If the workload database does not check tokens, both controllers can write. The consensus store has not failed; the authority did not reach the resource being protected.
With fencing, the workload database records the highest token it has accepted and rejects lower tokens. A can still send a delayed request, but the protected resource refuses to honor stale authority. The correctness boundary moves from "the old actor never wakes up" to "the old actor cannot successfully act."
Operational Failure Modes
The main failures are predictable:
- stale leaders serving authority reads,
- leases built on clock assumptions nobody measured,
- external systems accepting old tokens,
- clients treating a cached read as a current grant,
- APIs that expose a lock but no revision, token, or epoch,
- dashboards and controllers sharing the same stale-read path.
The fix is to tie reads, grants, and actions to evidence: quorum confirmation, committed revisions, lease tokens, and downstream fencing checks. A design review should ask where authority is created, how freshness is proven, and which downstream system refuses stale requests.
Connections
The previous lesson explained how quorum intersection preserves commit evidence across leadership changes. This lesson asks how a read proves it is observing that current evidence before granting authority.
The next lesson turns these ideas into coordination APIs: locks, leases, watches, and compare-and-swap. Those APIs are safe only when they expose revisions, tokens, and recovery behavior clearly enough that clients cannot mistake stale observations for current authority.
Resources
- [PAPER] The Chubby Lock Service for Loosely-Coupled Distributed Systems
- Focus: Study locks, leases, sessions, and client-visible coordination semantics.
- [DOC] etcd API Guarantees
- Focus: Use the docs to connect revisions, watches, leases, and consistency guarantees.
- [PAPER] In Search of an Understandable Consensus Algorithm
- Focus: Read the sections on leader completeness, terms, and linearizable reads.

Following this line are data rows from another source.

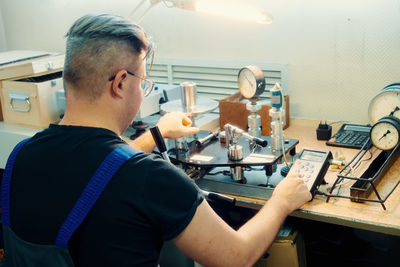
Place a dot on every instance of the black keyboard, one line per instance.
(350, 136)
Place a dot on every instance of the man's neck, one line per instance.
(93, 114)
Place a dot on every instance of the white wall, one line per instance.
(2, 34)
(340, 52)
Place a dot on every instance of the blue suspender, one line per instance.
(6, 183)
(88, 198)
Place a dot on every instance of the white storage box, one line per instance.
(28, 91)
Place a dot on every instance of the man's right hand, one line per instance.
(292, 193)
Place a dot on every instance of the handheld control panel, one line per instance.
(312, 166)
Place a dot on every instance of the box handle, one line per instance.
(19, 98)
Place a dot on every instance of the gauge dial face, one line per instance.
(251, 81)
(385, 135)
(386, 103)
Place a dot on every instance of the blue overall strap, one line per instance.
(6, 183)
(92, 192)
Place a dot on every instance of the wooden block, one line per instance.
(233, 111)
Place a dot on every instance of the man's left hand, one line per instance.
(176, 125)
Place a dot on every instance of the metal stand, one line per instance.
(368, 184)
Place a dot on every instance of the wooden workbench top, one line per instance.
(368, 215)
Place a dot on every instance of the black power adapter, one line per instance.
(324, 131)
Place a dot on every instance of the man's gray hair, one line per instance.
(97, 47)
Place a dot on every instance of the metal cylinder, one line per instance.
(235, 152)
(237, 173)
(254, 123)
(276, 130)
(188, 91)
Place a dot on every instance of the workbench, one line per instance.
(368, 215)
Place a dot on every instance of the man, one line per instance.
(148, 201)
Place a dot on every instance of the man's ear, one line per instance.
(118, 84)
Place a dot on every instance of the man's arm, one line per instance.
(211, 242)
(172, 125)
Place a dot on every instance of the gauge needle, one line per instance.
(396, 109)
(249, 81)
(388, 132)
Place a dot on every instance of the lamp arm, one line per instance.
(152, 3)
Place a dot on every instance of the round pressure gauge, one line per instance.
(385, 134)
(385, 103)
(251, 81)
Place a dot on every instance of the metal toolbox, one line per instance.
(28, 91)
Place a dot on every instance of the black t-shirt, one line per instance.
(147, 201)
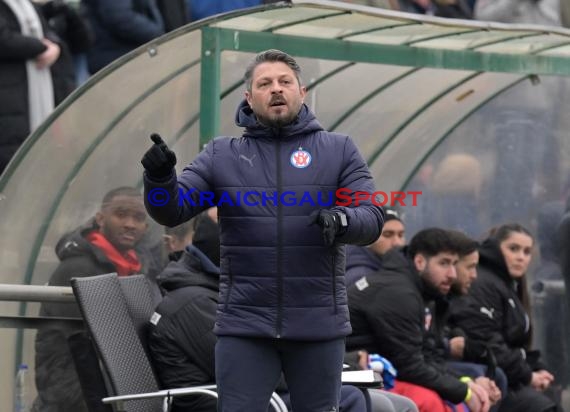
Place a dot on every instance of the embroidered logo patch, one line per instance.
(300, 158)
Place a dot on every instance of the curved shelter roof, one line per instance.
(409, 89)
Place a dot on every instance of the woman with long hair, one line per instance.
(496, 311)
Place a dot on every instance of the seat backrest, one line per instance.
(140, 304)
(108, 320)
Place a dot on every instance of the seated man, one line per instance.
(460, 347)
(366, 260)
(397, 312)
(105, 245)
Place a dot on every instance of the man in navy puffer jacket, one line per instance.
(282, 305)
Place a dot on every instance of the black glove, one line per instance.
(330, 223)
(159, 160)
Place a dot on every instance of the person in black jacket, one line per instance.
(397, 314)
(496, 311)
(105, 245)
(181, 338)
(286, 196)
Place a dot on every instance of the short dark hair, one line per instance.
(429, 242)
(119, 191)
(272, 56)
(465, 245)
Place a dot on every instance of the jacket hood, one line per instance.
(305, 122)
(192, 269)
(492, 259)
(75, 244)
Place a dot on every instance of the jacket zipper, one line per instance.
(278, 328)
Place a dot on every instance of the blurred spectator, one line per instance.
(550, 310)
(105, 245)
(392, 314)
(366, 260)
(120, 26)
(181, 338)
(36, 71)
(565, 12)
(457, 9)
(544, 12)
(200, 9)
(497, 311)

- [PAPER] Spanner: Google's Globally-Distributed Database
- Focus: Read for timing assumptions, external consistency, and the cost of stronger time guarantees.
Key Takeaways
- Linearizable reads need evidence that the answer reflects current committed authority, especially when the read grants permission to act.
- Leader leases reduce read latency only under explicit timing assumptions about clocks, pauses, renewals, and elections.
- Fencing tokens protect external systems by making stale actors lose even when they resume and send delayed requests.